An unanswered question is whether the tropics will reach the claimed temperatures, or whether emergent weather phenomena will suppress the warming. There are reasons be believe that is exactly why the polar regions are warming faster today than the tropics. Geologic history also suggests that while it was warm enough in the past (Cretaceous) for cold-blooded dinosaurs and reptiles to survive at the North Pole, the equatorial regions didn’t become uninhabitable for the same reason as today.
“Investment in public infrastructure, housing, and health services to keep people cool and healthy during extreme heat will very likely look quite different in terms of scale, cost and the resources required under earlier versus later net zero stabilisation.”
The major obstacle will be cost as the cost of so-called ‘renewable’ energy sources have driven energy costs up. However, when the problem of economical thermonuclear fusion is solved, the needed investment will become affordable. It will only take years, not decades, and certainly not centuries, to build the new infrastructure should the worst-case scenario of the authors’ vision actually take place, which itself, in my judgement, is unlikely, considering how much human societies have changed in the last two hundred years, and the rate of change is accelerating. Even the members of ‘uncontacted’ Amazonian tribes are photographed wearing T-shirts made in China!
You’re presuming these Springer Publishing climate articles are earnest. They are not.
By most of these computer models of theirs, we were already supposed to be long dead.
So, I figure we’re gonna do just fine, no matter what crap they throw at us.
What a load!!🤣😂🤣
“We gotta hit net zero or the world is going to overheat and melt under our feet!” is a meaningless argument. We either do it or we don’t. “We don’t” is the odds on favorite. I’ll believe there is a crisis here when people start working on dealing with the crisis that cannot be stopped with any realistic measures. So far all I see is an attempt to make people dance to some megalomaniacs’ tunes. Scroom.
{^_^}
Let’s keep it simple:
1) CO2 is a greenhouse gas.
2)Atmospheric CO2 has increased from the pitiful 270ppm or thereabouts to the pitififul 450ppm in a pitifully short geological time of 283 years since 1742 , being when ironmaster Joe Derby used coking coal to smelt iron at Ironbridge to build the iron bridge at Ironbridge, that being the start of the Industrial Revolution.

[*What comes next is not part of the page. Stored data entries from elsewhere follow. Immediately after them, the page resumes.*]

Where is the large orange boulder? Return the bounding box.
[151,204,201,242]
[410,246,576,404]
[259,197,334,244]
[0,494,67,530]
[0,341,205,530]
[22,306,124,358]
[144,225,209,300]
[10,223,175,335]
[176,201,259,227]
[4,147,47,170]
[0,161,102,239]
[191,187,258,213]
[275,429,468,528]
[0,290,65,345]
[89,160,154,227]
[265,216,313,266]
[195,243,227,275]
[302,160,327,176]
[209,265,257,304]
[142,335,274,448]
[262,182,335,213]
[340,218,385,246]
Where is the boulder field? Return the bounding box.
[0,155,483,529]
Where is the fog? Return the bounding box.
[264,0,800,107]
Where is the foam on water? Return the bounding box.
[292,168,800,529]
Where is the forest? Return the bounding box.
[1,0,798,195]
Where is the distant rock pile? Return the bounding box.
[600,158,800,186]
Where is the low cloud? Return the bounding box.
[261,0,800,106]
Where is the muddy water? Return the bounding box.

3) There is a nice graph somewhere that purports to show that the greenhouse effect of CO2 diminishes as CO2 increase in concentration and it would appear to be some log relationship. However what I have seen of said graph is that that effect doesn’t kick in helpfully until global climate has warmed up by about 2 degrees Centigrade, which is going to change how we humans get on with each other as we all want cars , lotsa luverly energy to watch crappy TV shows, big fancy houses with aircons and to be able to drop bombs on each other (and bombs require a massive arms industry)-
I don’t care whether the globe heats up by 2 degree C in the next 5 years, or tomorrow, or in 1000 years time, as I won’t be here for much longer, but am a trifle annoyed as I have descendants who of are a bit more than average intelligence and they have been well brought up. But whatever, things will get warmer, but by how much and when is a matter for conjecture, and that will have a world-wide social humanitarian impact.